A follow-up study designed to examine the differences suggests a lack of support for soldiers and families, before and after being called up, may have been partly be to blame.
One of the authors, Professor Simon Wessely of the Kings Centre for Military Health Research, said improvements had been made for serving reservists.
Researchers were now looking into whether this had been matched by similar changes to support for families.
Professor Wessely told BBC Radio 4's PM programme reservists tended to be older and of higher rank than regular troops sent to war zones, and were more likely to be deployed alone.

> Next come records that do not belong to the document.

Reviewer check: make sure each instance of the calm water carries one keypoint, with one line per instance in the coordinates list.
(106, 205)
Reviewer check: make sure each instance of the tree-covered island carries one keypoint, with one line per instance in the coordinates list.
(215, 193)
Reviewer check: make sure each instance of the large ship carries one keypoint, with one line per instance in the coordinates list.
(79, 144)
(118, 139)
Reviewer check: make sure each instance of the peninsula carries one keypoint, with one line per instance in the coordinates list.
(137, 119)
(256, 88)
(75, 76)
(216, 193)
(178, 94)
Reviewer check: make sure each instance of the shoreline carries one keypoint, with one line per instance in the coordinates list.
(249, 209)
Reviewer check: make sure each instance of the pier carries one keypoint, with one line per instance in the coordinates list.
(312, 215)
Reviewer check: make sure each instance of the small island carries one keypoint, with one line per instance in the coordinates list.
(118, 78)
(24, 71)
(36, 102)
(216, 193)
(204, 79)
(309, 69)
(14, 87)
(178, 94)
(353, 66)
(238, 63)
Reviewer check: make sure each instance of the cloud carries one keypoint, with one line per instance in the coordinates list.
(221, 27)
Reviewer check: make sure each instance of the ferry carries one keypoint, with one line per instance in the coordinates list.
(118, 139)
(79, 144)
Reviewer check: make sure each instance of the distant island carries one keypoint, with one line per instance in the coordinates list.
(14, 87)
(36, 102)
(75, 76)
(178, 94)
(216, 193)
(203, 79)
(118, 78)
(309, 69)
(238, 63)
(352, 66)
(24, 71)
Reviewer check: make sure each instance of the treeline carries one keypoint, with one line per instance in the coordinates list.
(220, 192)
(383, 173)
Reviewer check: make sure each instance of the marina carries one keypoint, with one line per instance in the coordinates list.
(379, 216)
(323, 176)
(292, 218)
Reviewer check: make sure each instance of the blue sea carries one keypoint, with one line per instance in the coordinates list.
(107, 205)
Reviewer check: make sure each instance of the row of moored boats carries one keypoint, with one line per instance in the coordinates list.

He said some employers were not as supportive as others and while most families were proud, some spouses and partners were less than sympathetic.
"It's just generally more difficult for you as an individual than if you are part of a large formal unit," he said.
Brigadier David Shaw, who is responsible for much of the day-to-day running of the TA, said areas of weakness had been found but that an "enormous amount has been done" to improve the situation.
The MoD had opened its mental health services to the TA, he said.
It had also increased the numbers of Regimental Operational Support Officers (Rosos) and had twinned TA units with regulars.
"We are so much better at making sure people are prepared for deployment...and we are looking after the TA, we hope, as well as the regulars".
But shadow defence secretary Liam Fox said the government did not understand that the armed forces were "overstretched" and that reservists were not receiving adequate training or preparation.
"Those who do suffer from mental health problems need to have more proactive help... this is a tragic failure," he said.